Passados dois meses, da infraestrutura utilizada durante os últimos dois dias da jornada mantém-se apenas a cobertura metálica e uma base que cobre o solo e a suporta, como mostram várias imagens que começaram a circular nos últimos dias nas redes sociais e imagens posteriores captadas pelo Observador.
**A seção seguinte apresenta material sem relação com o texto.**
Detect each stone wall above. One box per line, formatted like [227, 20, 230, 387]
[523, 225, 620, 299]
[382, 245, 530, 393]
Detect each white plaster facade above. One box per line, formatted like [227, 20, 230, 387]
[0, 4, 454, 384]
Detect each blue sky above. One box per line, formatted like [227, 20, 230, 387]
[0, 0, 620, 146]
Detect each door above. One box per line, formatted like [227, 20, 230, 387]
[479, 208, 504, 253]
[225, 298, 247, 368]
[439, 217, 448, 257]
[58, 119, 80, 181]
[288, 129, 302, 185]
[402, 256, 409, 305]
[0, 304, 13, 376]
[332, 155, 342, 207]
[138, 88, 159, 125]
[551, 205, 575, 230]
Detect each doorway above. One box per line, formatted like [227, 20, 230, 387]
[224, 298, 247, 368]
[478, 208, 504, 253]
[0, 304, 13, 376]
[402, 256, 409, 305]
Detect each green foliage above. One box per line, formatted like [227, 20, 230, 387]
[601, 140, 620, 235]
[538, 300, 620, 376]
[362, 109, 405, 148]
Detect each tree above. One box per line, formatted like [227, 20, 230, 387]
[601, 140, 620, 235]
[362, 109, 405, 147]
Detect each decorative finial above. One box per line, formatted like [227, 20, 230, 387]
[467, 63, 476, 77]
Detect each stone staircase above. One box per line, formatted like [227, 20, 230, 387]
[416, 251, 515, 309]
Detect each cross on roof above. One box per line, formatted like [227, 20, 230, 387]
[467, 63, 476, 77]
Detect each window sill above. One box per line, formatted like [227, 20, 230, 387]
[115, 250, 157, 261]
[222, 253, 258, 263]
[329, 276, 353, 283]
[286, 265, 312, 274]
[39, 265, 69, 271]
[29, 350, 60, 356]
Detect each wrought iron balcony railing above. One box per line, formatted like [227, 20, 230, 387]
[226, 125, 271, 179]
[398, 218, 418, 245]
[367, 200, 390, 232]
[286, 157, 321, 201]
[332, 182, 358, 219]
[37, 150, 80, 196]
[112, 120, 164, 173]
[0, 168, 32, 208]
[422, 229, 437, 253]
Questionada sobre a intervenção que tem estado a decorrer naquele espaço e o que permaneceria, afinal, do palco-altar, a Câmara de Lisboa disse ao Observador que a “estrutura do palco foi retirada, como previsto”. E acrescentou que este é um custo que está incluído no valor final da empreitada — os 2,9 milhões de euros anunciados em fevereiro deste ano, depois de uma polémica sobre o valor inicial apresentado para aquela estrutura: 4,2 milhões de euros.